Vollgelaufener Keller in Karlsbad: In dem Ort stand das Wasser bis zu 70 Zentimeter hoch auf der Straße.
Vollgelaufener Keller in Karlsbad: In dem Ort stand das Wasser bis zu 70 Zentimeter hoch auf der Straße. (Quelle: Fabian Geier/dpa-bilder)

Zu Beginn der Woche muss in Teilen Deutschlands erneut mit Unwettern gerechnet werden. Der Deutsche Wetterdienst (DWD) rechnet damit, dass von Schleswig-Holstein bis nach Sachsen Schauer und Gewitter niedergehen, auch drohe Starkregen.

Südlich der Donau könnten die Menschen indes mit längeren sonnigen Abschnitten bei Höchsttemperaturen von 21 Grad bis 26 Grad rechnen. Kühler bleibe es mit 18 Grad an der Nordsee und in höheren Mittelgebirgen. In der Nacht zum Dienstag klingen demzufolge Schauer und Gewitter ab.
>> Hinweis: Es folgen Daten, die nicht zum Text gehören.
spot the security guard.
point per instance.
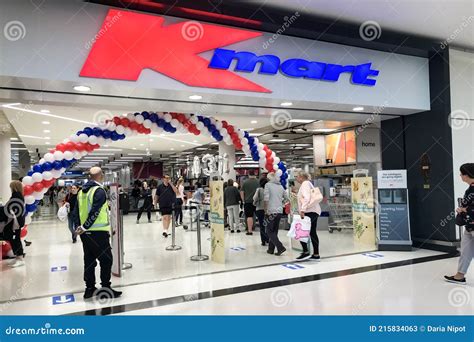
(91, 212)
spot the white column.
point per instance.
(230, 150)
(5, 167)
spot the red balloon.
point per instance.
(124, 122)
(27, 190)
(37, 186)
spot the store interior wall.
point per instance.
(461, 71)
(427, 132)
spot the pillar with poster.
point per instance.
(363, 210)
(217, 221)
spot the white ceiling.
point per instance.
(438, 19)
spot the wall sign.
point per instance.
(152, 51)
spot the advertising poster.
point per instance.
(363, 210)
(217, 221)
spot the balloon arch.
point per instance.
(54, 163)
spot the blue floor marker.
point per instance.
(63, 299)
(293, 266)
(58, 268)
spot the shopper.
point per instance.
(12, 215)
(307, 206)
(275, 198)
(258, 202)
(147, 202)
(232, 201)
(465, 218)
(166, 197)
(71, 202)
(179, 202)
(92, 214)
(249, 188)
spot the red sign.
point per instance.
(129, 42)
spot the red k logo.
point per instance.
(133, 42)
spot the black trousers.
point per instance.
(273, 222)
(146, 206)
(96, 246)
(313, 234)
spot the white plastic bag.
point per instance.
(62, 213)
(300, 228)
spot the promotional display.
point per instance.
(217, 221)
(394, 212)
(363, 210)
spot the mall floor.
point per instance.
(251, 281)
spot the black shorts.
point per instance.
(166, 211)
(249, 209)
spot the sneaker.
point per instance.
(451, 279)
(17, 263)
(281, 252)
(303, 257)
(90, 292)
(107, 293)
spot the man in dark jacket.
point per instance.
(91, 212)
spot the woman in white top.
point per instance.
(312, 211)
(179, 202)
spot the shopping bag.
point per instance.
(62, 213)
(300, 228)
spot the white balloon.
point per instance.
(27, 180)
(37, 177)
(47, 175)
(49, 157)
(58, 155)
(174, 123)
(92, 140)
(83, 138)
(147, 123)
(29, 199)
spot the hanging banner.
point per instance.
(217, 221)
(115, 230)
(363, 211)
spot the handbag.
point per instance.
(300, 228)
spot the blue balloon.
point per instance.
(57, 165)
(97, 131)
(47, 166)
(30, 207)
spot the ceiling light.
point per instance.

Obwohl im Laufe der Nacht von der Nordsee bis zum Saarland Wolken aufziehen, bleibe es trocken bei Tiefstwerten zwischen 17 und 11 Grad.

Kräftige Gewitter und hohe Temperaturen

Am Dienstag dürften den Meteorologen zufolge dann dichte Wolkenfelder von West nach Ost ziehen. Daher müsse in Teilen der Republik mit schauerartigen Regenfällen sowie mit kräftigen Gewittern bei Temperaturen zwischen 25 und 29 Grad gerechnet werden.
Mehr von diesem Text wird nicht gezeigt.